Building a mobile presence is the first thing says Kumar. He explains, “The first part is about building a mobile presence for the brand itself. So brands need to build a specific mobile site or mobile applications for themselves. The second is around mobile promotions, which means leveraging the power of the connectivity and the targetting that the medium offers for advertising. Brands need to identify the content types which their target audience is consuming and ensure that their adverts are delivered within that content, rather than through spam SMSes.”
Apps are one of the most important channels to connect the brands with consumers. Sanjeevi said, “Mobile apps can associate brands with mass market phenomenon and provide an opportunity to not just spread awareness but also engagement.”
Venke Sharma, Director, Arc Worldwide, said, “Mobile is the most personal medium and it provides infinite opportunities from mobile apps to SMS to mobile site or mobile search. What is important for brands to remember for mobile is to get their mobile search right – as the behaviour of a consumer searching on mobile is different from a computer's. A consumer would be looking for actionability in search – like a contact number or address, directions and maps. To get their search right, the brands need to get their mobile site right too.”

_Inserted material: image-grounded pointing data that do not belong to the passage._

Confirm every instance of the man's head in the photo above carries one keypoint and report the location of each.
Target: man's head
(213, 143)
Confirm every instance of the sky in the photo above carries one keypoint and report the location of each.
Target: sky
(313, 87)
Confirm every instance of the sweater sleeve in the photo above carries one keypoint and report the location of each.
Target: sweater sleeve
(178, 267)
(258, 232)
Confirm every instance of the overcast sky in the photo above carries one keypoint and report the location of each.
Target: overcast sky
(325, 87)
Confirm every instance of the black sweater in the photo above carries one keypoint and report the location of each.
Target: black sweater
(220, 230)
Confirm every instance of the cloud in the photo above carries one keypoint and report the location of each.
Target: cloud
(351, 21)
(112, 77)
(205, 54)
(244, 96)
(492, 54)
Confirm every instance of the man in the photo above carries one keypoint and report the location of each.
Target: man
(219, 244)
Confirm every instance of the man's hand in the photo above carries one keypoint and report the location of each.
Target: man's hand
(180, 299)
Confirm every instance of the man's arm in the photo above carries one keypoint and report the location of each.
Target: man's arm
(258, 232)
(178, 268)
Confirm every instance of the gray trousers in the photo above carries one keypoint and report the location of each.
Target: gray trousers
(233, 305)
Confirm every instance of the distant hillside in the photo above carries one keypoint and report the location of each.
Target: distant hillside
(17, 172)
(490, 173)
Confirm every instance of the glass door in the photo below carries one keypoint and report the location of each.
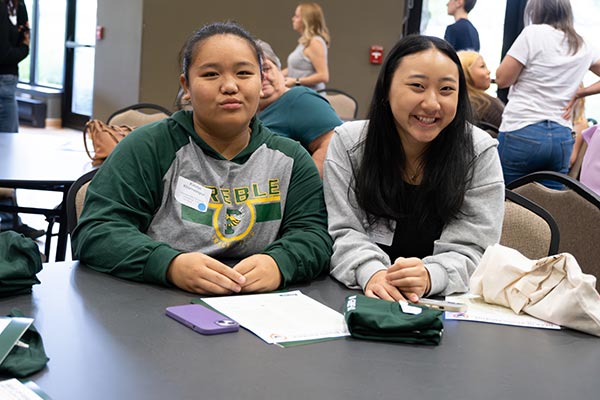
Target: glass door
(80, 50)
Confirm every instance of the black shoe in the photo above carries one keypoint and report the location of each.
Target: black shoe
(29, 231)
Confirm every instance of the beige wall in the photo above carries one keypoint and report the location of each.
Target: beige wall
(354, 28)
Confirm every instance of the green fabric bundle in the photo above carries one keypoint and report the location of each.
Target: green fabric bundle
(377, 319)
(20, 261)
(21, 361)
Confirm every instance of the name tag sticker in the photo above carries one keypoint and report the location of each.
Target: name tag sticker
(192, 194)
(408, 309)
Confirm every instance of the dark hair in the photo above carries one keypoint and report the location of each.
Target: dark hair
(12, 6)
(207, 31)
(446, 162)
(559, 15)
(468, 5)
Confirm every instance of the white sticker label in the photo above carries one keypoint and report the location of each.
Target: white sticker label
(408, 309)
(383, 234)
(192, 194)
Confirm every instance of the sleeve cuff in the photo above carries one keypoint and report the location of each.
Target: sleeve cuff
(439, 278)
(158, 263)
(366, 271)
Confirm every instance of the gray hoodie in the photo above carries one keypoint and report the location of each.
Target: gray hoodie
(356, 255)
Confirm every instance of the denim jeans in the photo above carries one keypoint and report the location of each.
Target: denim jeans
(9, 114)
(544, 146)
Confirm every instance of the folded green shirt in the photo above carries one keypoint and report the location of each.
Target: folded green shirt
(20, 261)
(377, 319)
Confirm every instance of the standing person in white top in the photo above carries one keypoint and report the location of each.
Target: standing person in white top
(307, 64)
(543, 67)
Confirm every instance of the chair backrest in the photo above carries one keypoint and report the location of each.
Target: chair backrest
(138, 115)
(576, 210)
(345, 106)
(75, 198)
(528, 228)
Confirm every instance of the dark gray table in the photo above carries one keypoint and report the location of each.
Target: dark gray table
(40, 162)
(109, 339)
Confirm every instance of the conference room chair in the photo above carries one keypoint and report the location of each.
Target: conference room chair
(138, 115)
(528, 228)
(576, 210)
(134, 116)
(75, 199)
(345, 106)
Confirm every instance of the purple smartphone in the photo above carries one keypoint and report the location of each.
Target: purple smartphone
(202, 319)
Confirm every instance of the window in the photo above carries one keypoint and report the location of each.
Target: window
(45, 64)
(486, 16)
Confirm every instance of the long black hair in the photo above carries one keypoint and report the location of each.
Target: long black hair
(446, 161)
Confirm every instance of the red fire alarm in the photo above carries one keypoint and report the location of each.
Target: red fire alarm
(99, 32)
(376, 54)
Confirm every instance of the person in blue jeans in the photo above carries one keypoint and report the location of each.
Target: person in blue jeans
(543, 68)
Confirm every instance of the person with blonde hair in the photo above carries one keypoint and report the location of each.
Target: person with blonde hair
(487, 109)
(307, 64)
(543, 67)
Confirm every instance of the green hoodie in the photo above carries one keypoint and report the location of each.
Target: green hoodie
(268, 199)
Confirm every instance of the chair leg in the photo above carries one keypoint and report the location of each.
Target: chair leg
(48, 237)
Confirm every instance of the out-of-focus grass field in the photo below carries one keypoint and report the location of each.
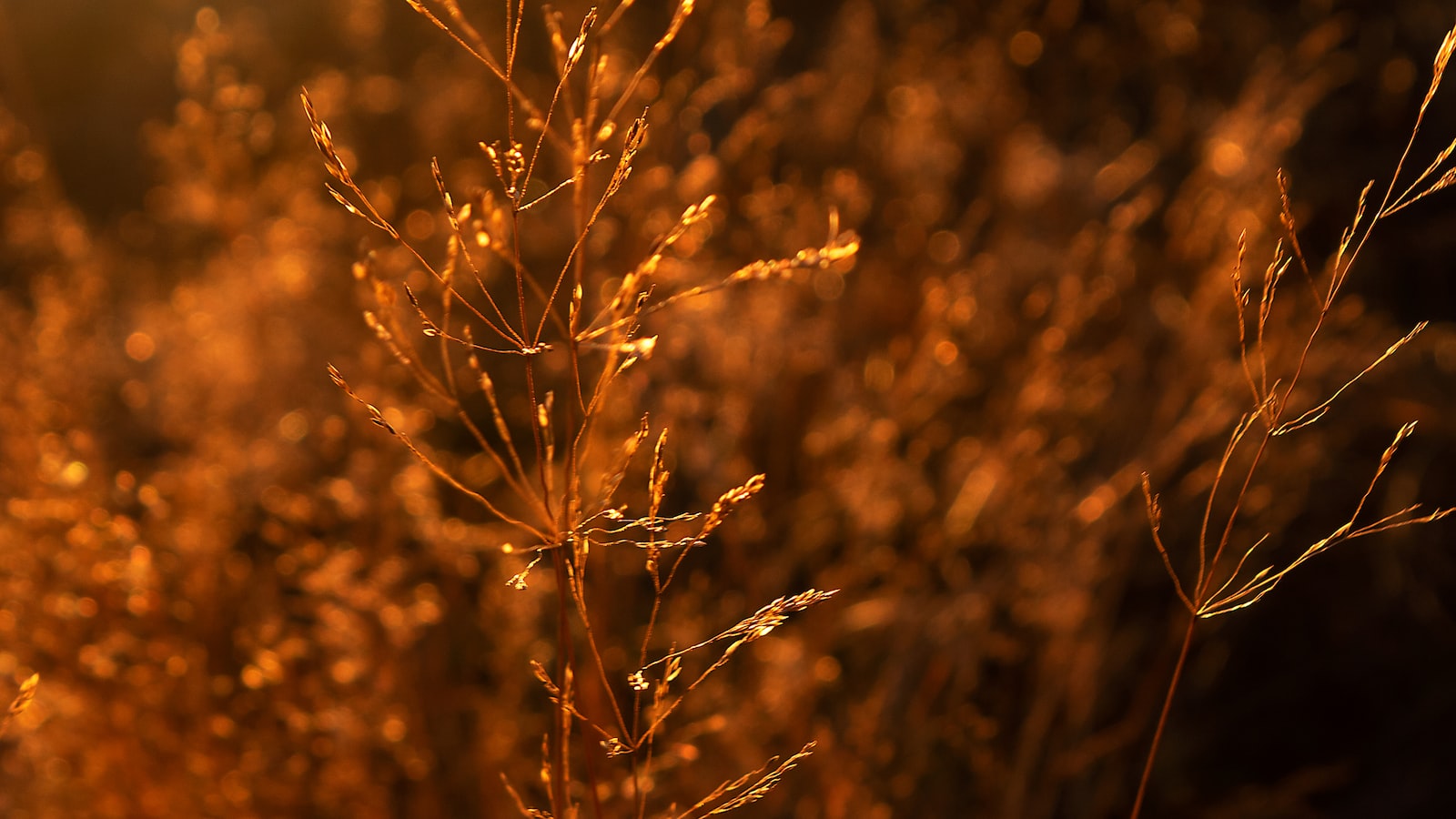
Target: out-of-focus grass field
(245, 599)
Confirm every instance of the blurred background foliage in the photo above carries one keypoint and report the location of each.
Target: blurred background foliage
(245, 601)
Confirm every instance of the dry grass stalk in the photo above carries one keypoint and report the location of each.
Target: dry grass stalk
(1219, 589)
(22, 700)
(546, 315)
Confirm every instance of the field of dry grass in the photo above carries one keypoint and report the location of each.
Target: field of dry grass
(856, 409)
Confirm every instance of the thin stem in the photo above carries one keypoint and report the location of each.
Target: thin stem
(1162, 719)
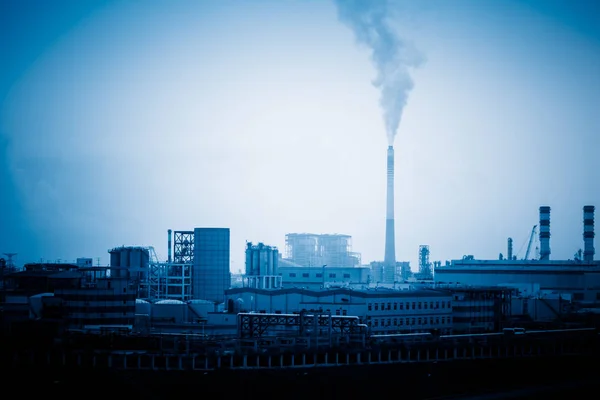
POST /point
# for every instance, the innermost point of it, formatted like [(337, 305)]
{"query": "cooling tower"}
[(390, 246), (544, 233), (588, 233)]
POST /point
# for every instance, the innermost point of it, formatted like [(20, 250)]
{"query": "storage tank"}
[(201, 308)]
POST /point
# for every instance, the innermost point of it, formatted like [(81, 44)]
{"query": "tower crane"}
[(530, 241)]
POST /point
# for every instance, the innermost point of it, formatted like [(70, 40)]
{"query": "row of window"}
[(415, 305), (318, 275), (408, 321)]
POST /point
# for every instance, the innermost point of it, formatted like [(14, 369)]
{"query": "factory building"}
[(210, 273), (577, 279), (385, 311), (262, 267), (316, 278), (315, 250), (386, 274), (136, 260)]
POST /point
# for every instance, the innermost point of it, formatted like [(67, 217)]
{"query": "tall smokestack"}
[(390, 246), (169, 244), (588, 233), (544, 233)]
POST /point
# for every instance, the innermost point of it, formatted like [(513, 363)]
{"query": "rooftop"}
[(379, 292)]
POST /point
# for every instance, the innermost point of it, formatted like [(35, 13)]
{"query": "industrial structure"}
[(262, 267), (577, 280), (390, 237), (314, 250)]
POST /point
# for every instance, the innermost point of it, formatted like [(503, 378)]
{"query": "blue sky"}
[(120, 120)]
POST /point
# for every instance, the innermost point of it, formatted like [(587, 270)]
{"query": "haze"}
[(120, 120)]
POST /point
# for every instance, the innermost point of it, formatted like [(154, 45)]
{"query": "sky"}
[(122, 119)]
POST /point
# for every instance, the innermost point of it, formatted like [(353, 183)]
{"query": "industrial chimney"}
[(588, 233), (390, 242), (170, 247), (544, 233)]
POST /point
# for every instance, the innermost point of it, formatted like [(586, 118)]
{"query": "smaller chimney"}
[(588, 233), (544, 233), (169, 246)]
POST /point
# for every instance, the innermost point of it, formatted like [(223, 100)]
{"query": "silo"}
[(115, 258)]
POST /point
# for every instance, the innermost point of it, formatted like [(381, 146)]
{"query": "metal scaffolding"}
[(170, 281), (184, 247)]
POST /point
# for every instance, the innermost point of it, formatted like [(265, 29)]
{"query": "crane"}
[(530, 241)]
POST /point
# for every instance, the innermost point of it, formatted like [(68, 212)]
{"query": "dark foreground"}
[(480, 379)]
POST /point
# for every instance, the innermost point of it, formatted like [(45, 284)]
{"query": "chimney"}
[(588, 233), (544, 233), (169, 246), (390, 242)]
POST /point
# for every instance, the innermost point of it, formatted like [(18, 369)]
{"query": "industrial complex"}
[(315, 299)]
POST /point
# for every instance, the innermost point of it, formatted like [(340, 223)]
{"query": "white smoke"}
[(390, 55)]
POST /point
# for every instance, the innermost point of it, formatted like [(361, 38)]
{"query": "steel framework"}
[(254, 325), (170, 281), (184, 247)]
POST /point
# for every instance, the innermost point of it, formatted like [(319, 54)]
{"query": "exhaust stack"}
[(390, 241), (544, 233), (588, 233), (169, 246)]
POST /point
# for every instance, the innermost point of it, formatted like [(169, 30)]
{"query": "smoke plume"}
[(390, 55)]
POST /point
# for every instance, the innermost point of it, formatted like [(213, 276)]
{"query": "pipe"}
[(390, 245), (169, 246), (588, 233), (544, 233)]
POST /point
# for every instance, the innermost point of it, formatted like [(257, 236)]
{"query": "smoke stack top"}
[(391, 56)]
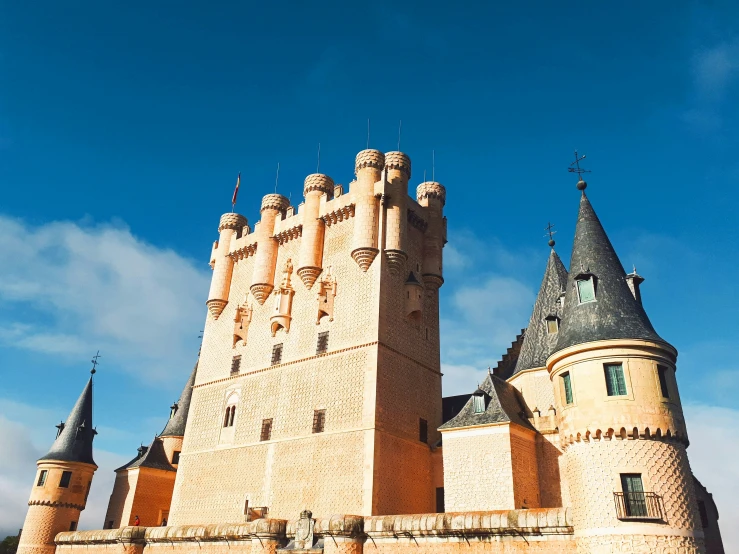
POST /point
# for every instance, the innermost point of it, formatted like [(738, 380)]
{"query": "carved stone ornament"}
[(326, 295), (282, 314)]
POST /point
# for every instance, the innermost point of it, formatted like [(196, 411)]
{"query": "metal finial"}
[(95, 362), (581, 185), (550, 233)]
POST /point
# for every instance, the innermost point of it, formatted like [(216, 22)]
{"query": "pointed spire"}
[(74, 438), (615, 313), (539, 340), (178, 415)]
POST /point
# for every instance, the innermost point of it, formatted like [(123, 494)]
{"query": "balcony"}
[(638, 506)]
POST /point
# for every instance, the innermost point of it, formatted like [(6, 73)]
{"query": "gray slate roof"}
[(538, 344), (615, 314), (176, 425), (505, 405), (74, 442), (153, 456)]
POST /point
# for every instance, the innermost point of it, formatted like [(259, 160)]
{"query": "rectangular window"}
[(478, 403), (704, 513), (277, 354), (66, 478), (319, 421), (439, 500), (662, 373), (266, 433), (585, 290), (635, 500), (615, 383), (322, 344), (567, 385)]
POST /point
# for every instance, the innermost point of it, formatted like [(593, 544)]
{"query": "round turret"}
[(318, 182), (232, 221), (275, 202), (369, 158), (431, 189), (399, 161)]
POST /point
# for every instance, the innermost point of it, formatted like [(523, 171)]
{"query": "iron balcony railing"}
[(638, 505)]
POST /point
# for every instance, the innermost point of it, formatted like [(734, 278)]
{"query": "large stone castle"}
[(318, 392)]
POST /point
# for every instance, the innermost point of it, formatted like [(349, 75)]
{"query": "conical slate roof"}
[(153, 456), (176, 425), (615, 313), (504, 404), (74, 441), (538, 343)]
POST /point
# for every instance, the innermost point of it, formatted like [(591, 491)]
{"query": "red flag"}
[(236, 190)]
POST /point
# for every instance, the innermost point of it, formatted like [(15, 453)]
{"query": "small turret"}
[(230, 227), (310, 265), (368, 168), (263, 279), (432, 196), (63, 480), (398, 172)]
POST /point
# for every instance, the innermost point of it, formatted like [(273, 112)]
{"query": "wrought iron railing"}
[(638, 505)]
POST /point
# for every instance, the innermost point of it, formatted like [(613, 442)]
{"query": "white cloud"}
[(713, 453), (74, 288), (18, 468)]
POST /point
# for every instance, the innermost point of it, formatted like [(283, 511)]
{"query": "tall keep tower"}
[(319, 383), (62, 482), (625, 469)]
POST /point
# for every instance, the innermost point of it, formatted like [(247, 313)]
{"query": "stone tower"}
[(63, 480), (319, 383), (143, 487), (625, 469)]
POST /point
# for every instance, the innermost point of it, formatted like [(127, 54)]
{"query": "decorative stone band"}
[(51, 504), (232, 221), (431, 189), (338, 215), (319, 182), (399, 161), (540, 521), (274, 202), (369, 158), (625, 434)]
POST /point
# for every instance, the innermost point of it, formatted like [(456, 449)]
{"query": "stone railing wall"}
[(540, 531)]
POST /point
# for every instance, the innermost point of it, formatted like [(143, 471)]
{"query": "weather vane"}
[(95, 362), (550, 233)]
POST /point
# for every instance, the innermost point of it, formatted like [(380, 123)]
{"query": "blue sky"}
[(124, 124)]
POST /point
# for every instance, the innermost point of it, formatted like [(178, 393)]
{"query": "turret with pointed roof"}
[(178, 417), (74, 439), (539, 342), (615, 313)]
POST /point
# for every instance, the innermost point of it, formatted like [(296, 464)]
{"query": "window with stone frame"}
[(277, 354), (662, 374), (319, 421), (66, 478), (266, 433), (615, 381), (322, 344)]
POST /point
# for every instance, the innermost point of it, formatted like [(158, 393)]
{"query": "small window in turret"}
[(66, 478), (586, 290)]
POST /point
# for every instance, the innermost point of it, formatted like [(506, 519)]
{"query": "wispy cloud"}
[(74, 288)]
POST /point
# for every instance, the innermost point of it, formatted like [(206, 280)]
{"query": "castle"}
[(318, 392)]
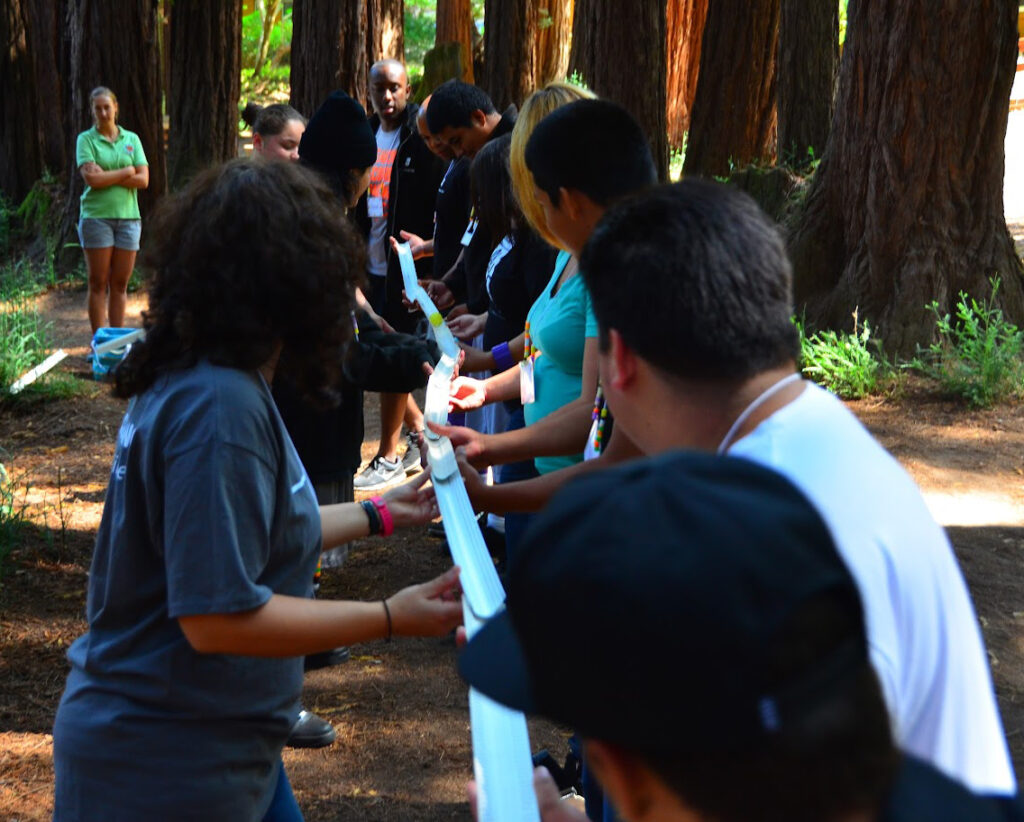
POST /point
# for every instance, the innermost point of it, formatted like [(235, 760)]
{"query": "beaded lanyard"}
[(600, 417)]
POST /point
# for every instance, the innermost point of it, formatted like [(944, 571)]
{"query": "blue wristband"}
[(503, 357)]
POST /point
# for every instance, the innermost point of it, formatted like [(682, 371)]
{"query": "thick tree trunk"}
[(623, 57), (684, 29), (131, 70), (329, 51), (510, 50), (206, 66), (554, 42), (20, 161), (906, 206), (385, 27), (808, 58), (733, 118), (455, 25)]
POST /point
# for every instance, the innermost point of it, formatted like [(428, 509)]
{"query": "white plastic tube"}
[(502, 762)]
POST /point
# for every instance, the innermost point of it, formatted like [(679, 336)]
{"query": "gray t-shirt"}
[(208, 511)]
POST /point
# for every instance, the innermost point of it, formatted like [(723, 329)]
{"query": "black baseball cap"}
[(338, 139), (683, 576)]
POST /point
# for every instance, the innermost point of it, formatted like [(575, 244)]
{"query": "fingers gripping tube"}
[(501, 742)]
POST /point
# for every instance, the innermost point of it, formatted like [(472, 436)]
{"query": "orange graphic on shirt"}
[(380, 175)]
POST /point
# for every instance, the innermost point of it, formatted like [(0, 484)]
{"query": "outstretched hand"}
[(429, 609), (412, 504)]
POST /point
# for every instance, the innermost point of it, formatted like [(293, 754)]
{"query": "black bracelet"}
[(373, 516), (387, 613)]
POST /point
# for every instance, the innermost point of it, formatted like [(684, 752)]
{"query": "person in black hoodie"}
[(402, 191)]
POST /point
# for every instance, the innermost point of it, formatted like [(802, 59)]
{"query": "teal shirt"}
[(559, 326), (115, 202)]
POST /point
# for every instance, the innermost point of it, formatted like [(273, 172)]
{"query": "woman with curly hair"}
[(182, 692)]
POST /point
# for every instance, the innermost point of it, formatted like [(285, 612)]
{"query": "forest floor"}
[(400, 710)]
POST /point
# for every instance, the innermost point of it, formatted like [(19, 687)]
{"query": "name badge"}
[(470, 230), (526, 394)]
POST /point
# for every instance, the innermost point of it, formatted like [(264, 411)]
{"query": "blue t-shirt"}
[(208, 511)]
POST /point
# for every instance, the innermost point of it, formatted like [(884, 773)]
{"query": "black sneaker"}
[(310, 731), (412, 460)]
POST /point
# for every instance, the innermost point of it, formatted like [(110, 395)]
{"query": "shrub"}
[(978, 354)]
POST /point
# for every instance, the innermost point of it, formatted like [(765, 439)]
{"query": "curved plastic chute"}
[(502, 763)]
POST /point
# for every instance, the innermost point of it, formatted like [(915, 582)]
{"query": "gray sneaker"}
[(411, 460), (379, 474)]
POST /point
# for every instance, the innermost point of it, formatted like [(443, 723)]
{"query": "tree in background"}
[(685, 22), (385, 30), (732, 122), (808, 58), (329, 51), (206, 67), (906, 206), (620, 51), (116, 44)]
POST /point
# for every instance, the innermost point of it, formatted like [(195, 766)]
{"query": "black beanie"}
[(338, 138)]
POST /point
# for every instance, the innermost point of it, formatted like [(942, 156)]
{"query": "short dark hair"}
[(695, 278), (453, 102), (835, 758), (492, 188), (250, 255), (594, 146), (268, 121)]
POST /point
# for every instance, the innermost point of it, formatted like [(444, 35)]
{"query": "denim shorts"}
[(98, 232)]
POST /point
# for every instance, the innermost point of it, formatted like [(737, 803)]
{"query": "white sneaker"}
[(379, 474)]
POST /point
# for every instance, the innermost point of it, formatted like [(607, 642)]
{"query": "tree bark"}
[(510, 50), (131, 70), (329, 51), (206, 67), (455, 25), (622, 56), (733, 118), (808, 58), (685, 22), (906, 206), (385, 26), (554, 42)]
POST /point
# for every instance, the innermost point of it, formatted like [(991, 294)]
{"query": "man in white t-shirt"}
[(698, 351)]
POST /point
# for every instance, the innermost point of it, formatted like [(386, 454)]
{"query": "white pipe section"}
[(31, 376), (502, 762)]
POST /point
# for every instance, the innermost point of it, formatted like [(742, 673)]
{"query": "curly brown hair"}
[(248, 257)]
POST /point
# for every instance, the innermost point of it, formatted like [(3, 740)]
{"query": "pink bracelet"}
[(387, 524)]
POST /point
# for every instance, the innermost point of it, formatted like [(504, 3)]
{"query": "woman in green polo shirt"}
[(113, 164)]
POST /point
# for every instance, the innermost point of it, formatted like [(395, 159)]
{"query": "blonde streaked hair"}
[(538, 105)]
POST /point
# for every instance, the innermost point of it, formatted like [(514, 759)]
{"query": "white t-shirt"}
[(925, 641), (378, 196)]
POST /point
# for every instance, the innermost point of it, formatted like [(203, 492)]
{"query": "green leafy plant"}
[(850, 364), (979, 354)]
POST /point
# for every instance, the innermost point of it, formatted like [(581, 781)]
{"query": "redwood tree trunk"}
[(510, 50), (455, 25), (329, 51), (733, 118), (622, 56), (131, 70), (906, 206), (385, 26), (206, 66), (20, 161), (553, 42), (685, 22), (808, 57)]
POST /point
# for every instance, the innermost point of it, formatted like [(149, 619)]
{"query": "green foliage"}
[(850, 364), (979, 355), (11, 517)]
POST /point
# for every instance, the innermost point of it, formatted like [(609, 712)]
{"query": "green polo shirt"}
[(115, 202)]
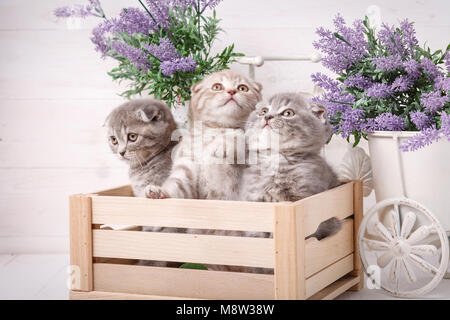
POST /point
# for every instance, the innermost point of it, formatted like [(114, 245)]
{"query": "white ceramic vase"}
[(422, 175), (181, 114)]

Search is used on mobile exponentially with Google the being the major search engine. Sharma added, “Brands usually do not have a mobile specific experience on their website. The mobile site for brands needs to cater across different mobile handsets and operating systems. So brands need to think about what all should their mobile sites include.”
Another use of mobile internet is for social networking. 73 percent of mobile internet users access social networks on their smartphone every day. Sharma said, “It is important for brands adapt their social media for a mobile experience too. Most apps created by brands for their social media pages, will not even open on the mobile sites. So the brands need to ensure that it is mobile friendly.”
As Trehan gives out a message for the brands to remember, “Use it with a plan, not just carpet-bomb. Don’t piss-off the consumers by spamming them. As far as possible, co-opt them. Engage with them. Use viral to your advantage. Be innovative. Be creative. Most importantly, customize content for the smaller screen.”